Acupuncture sans aiguilles pour les enfants
Faites-vous partie des personnes qui, lors d'une prise de sang chez le médecin, ferment les yeux dès que l'aiguille s'approche ? Alors vous n'êtes pas seul. Je suis au moins aussi anxieux que vous. Ou même encore plus anxieux. C'est pourquoi l'acupuncture n'a jamais été une option pour moi - jusqu'à ce que je rencontre Christina Aubert.
La thérapeute en médecine traditionnelle chinoise (MTC) de Zurich a littéralement été mon dernier recours lorsque mes nausées de grossesse (appelées «hyperemesis gravidarum» dans le jargon médical) étaient si intenses que je me réveillais la nuit à cause d'elles.

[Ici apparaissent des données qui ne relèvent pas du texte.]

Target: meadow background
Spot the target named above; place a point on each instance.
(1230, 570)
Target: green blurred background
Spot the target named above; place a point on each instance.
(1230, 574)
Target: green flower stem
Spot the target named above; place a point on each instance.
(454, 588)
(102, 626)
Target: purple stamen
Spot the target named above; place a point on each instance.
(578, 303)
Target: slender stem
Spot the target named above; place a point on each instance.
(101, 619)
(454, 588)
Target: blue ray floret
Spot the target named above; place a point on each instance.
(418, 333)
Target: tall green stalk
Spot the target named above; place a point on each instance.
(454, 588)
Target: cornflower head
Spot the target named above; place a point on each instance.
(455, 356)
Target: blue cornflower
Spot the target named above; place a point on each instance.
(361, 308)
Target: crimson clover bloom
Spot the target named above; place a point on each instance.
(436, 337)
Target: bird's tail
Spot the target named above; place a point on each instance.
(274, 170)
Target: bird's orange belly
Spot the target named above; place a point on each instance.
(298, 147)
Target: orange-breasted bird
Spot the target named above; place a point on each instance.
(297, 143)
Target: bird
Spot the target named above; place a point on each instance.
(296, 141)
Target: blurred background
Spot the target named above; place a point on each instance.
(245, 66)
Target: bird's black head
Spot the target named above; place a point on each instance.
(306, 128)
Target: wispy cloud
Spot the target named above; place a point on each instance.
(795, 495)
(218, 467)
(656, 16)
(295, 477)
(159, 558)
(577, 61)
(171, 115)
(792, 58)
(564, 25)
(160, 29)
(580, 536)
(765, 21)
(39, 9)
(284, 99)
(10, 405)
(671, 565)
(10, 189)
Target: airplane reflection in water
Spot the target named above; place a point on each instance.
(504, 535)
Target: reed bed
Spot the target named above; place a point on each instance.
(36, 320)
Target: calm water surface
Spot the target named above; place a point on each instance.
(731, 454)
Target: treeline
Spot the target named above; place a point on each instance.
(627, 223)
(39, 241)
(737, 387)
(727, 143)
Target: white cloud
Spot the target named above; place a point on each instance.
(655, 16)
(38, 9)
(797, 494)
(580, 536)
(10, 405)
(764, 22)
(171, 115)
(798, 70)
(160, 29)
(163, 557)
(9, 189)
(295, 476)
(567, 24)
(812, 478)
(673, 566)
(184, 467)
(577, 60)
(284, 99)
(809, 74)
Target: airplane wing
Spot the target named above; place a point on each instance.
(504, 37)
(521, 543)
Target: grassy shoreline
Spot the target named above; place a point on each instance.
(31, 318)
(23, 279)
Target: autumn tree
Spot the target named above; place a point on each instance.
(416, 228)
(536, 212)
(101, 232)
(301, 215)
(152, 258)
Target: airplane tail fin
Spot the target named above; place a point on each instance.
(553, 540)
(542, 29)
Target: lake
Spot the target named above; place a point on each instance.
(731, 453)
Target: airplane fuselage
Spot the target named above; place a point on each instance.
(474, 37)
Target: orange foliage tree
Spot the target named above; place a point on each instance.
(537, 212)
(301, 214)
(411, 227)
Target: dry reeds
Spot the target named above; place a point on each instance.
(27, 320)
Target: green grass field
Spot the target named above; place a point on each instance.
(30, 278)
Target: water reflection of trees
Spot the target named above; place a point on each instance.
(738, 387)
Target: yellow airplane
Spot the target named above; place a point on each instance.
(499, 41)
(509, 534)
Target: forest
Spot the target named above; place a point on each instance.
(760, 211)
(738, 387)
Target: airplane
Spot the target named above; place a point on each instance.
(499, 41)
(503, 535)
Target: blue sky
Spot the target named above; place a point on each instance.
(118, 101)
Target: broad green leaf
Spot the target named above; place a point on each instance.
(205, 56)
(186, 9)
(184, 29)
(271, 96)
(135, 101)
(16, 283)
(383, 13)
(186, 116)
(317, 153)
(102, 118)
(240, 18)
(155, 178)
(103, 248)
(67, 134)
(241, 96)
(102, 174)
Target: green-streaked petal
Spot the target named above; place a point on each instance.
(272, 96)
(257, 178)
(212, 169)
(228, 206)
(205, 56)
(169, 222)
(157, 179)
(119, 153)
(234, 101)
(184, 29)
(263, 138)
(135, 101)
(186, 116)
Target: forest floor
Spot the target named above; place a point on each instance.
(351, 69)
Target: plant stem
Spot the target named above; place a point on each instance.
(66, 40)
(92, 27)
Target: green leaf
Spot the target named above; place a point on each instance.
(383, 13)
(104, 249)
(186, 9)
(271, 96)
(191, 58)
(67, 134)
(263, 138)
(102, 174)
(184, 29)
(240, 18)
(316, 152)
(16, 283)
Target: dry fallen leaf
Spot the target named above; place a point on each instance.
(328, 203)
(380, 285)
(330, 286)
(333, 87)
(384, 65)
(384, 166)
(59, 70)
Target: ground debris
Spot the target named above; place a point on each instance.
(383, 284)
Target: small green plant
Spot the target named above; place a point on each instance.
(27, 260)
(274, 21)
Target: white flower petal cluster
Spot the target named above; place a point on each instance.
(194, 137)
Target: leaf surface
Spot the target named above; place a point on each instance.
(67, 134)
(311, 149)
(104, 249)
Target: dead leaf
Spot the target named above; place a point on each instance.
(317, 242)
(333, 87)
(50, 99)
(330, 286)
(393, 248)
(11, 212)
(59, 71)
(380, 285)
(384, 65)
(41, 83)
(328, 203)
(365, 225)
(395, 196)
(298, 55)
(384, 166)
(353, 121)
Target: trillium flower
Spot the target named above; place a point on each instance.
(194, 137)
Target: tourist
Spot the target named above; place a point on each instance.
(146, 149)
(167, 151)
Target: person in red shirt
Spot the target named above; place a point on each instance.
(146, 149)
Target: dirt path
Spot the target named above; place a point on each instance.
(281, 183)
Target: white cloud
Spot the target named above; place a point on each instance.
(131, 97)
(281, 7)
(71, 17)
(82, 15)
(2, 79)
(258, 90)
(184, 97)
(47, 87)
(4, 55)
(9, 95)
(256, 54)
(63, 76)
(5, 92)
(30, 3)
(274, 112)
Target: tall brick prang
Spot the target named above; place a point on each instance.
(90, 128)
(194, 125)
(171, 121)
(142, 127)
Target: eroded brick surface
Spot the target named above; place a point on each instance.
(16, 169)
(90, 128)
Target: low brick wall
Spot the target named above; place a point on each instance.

Je n'ai jamais oublié ma toute première rencontre avec l'acupuncture. Après l'anamnèse et la prise de pouls, j'ai dû tirer la langue à Christina Aubert - ce qui, dans notre monde occidental, est déjà interdit aux enfants en bas âge, est un must pour le diagnostic en médecine chinoise.
Les thérapeutes de la MTC voient dans la langue le reflet du corps, une sorte d'équivalent des moyens médicaux occidentaux d'imagerie. Les troubles du mécanisme corporel se manifestent dans la langue sous les cinq aspects suivants : couleur, forme, revêtement, humidité ainsi qu'esprit.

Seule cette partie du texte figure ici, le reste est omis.